I do not think I saw you there, Mr Deputy Speaker, but what this display was, and it is hard to describe the absolute enormity, the waves of young people from primary school to high school to young adults. About 90 per cent of the people were children, about 10 per cent were adults. The energy of the young people was incredible, their passion and their incredible, clear words. They know what they want and what they want is leadership from politicians. They want action from politicians. They want the people who have the ability to change the way we do things, to change and dramatically bring down our carbon emissions. They want us to act.
I want to share some of their beautiful signs, because children can be so humorous and playful and they used their words. I saw a sea of signs - Losing Nemo: One of the year's best disaster films; Denial is not a Policy; There is no Planet B; Time is running out; Wake up to the climate crisis; We cannot drink oil and we cannot breathe money; Santa: Homeless by 2021; The oceans are rising and so are we; Scott Morrison, you are three times our age and three times as naïve, and a special message to the minister for Education: I am sorry I cannot do my homework, I am too busy saving the planet.
Mr Deputy Speaker, those children learnt so much more by striking, going and meeting with other children and sharing their collective energy and are getting positive action and support in communing with other children than they would ever have achieved by staying in the classroom that afternoon. Children, thinking children, children who look at what is happening in the world and who read social media, they understand the planet is in a very dark place; time is running out, so is the time for action.

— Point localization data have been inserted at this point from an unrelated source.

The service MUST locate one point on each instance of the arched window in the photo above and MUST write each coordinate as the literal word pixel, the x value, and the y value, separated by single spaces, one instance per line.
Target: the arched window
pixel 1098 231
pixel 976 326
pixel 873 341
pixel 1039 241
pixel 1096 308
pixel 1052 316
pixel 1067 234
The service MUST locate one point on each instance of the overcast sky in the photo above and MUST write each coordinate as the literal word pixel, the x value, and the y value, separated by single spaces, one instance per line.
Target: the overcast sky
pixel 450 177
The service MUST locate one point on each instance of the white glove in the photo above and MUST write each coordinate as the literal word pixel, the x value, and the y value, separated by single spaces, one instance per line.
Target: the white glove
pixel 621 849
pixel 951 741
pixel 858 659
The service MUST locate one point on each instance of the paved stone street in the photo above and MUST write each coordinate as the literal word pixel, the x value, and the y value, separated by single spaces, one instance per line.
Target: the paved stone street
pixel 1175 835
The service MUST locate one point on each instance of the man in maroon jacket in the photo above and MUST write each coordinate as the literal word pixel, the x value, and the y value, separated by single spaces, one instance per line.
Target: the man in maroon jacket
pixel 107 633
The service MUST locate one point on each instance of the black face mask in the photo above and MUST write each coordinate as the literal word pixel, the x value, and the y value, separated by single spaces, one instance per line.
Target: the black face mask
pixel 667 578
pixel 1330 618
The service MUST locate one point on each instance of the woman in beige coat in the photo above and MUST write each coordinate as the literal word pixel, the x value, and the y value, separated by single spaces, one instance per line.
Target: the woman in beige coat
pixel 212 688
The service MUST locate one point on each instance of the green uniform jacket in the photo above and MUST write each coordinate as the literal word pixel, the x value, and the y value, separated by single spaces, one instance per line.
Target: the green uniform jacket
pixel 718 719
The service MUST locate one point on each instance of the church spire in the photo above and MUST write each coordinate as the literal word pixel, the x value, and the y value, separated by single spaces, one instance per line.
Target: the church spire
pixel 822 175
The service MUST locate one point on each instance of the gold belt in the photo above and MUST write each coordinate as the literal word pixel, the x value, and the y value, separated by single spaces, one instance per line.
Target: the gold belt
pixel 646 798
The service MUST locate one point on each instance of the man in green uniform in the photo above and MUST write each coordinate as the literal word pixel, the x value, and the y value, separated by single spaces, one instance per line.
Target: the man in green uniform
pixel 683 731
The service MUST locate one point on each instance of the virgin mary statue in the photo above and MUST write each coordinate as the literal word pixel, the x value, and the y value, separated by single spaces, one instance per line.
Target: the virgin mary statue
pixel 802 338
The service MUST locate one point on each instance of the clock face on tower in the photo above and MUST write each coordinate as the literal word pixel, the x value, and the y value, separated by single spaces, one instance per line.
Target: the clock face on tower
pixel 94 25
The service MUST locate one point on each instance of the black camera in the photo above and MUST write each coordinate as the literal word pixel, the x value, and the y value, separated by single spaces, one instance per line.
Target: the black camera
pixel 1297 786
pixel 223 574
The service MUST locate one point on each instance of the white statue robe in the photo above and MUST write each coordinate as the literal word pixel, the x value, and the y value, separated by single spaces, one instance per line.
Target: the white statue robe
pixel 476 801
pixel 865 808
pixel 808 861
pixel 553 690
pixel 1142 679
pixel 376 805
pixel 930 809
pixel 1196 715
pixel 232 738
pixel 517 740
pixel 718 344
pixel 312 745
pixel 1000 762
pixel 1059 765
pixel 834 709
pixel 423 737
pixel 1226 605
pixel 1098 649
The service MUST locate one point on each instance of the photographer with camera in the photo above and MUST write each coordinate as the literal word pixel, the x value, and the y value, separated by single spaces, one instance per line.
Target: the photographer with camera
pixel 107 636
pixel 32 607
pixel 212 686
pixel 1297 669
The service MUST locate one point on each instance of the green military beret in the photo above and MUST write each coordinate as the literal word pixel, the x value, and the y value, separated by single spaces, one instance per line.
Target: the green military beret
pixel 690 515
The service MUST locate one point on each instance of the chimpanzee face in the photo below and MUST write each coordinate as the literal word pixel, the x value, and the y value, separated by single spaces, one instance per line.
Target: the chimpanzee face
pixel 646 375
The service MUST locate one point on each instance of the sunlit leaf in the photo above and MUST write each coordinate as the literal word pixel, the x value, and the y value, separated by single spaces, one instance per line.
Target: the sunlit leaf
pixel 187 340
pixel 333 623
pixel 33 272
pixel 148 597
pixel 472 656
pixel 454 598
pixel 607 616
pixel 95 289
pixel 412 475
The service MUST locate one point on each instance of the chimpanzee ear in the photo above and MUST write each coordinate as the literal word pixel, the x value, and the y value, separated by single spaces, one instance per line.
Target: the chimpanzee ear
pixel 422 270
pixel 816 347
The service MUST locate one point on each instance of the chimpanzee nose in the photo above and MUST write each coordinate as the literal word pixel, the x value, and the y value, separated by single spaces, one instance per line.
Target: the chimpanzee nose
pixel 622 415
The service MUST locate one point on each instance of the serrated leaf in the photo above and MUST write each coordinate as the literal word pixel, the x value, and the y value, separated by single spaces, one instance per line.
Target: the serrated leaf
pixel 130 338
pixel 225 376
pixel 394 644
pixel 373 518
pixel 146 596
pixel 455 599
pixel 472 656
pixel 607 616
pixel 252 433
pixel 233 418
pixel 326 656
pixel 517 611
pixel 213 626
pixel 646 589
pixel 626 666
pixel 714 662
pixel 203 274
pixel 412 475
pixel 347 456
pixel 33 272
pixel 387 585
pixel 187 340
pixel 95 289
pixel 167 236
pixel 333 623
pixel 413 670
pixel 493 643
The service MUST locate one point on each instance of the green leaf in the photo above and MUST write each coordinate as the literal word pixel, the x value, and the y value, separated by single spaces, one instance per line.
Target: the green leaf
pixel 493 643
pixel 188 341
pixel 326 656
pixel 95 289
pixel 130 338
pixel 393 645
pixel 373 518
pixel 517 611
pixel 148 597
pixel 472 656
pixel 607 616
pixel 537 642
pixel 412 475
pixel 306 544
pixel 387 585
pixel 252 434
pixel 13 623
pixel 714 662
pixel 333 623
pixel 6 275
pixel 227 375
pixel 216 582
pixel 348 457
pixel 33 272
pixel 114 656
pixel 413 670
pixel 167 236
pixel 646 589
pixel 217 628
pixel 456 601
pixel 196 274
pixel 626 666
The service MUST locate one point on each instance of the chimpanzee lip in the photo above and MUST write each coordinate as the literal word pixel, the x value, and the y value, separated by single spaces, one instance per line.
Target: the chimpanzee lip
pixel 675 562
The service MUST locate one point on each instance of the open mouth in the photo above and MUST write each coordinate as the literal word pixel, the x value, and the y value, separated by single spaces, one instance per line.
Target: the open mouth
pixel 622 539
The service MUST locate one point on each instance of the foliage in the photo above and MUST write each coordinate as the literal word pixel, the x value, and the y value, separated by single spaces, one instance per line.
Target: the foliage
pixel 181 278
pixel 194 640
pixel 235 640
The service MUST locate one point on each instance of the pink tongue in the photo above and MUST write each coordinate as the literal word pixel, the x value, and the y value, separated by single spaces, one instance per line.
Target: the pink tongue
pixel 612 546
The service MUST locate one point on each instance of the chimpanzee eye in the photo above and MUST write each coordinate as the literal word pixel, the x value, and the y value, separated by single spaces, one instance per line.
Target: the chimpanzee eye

We have been given just 11 years to take dramatic action on carbon dioxide emissions. Thanks to Greta Thunberg, a 16-year-old girl in Sweden. This is where it all started, she has been nominated for a Nobel Peace Prize. Her action alone has started this global movement because if adults will not act, children will force us to. There are solutions there; there are things we can do. It is not an unsolvable problem and I, and the rest of the Greens, will spend every day we are in Parliament talking about this until action happens.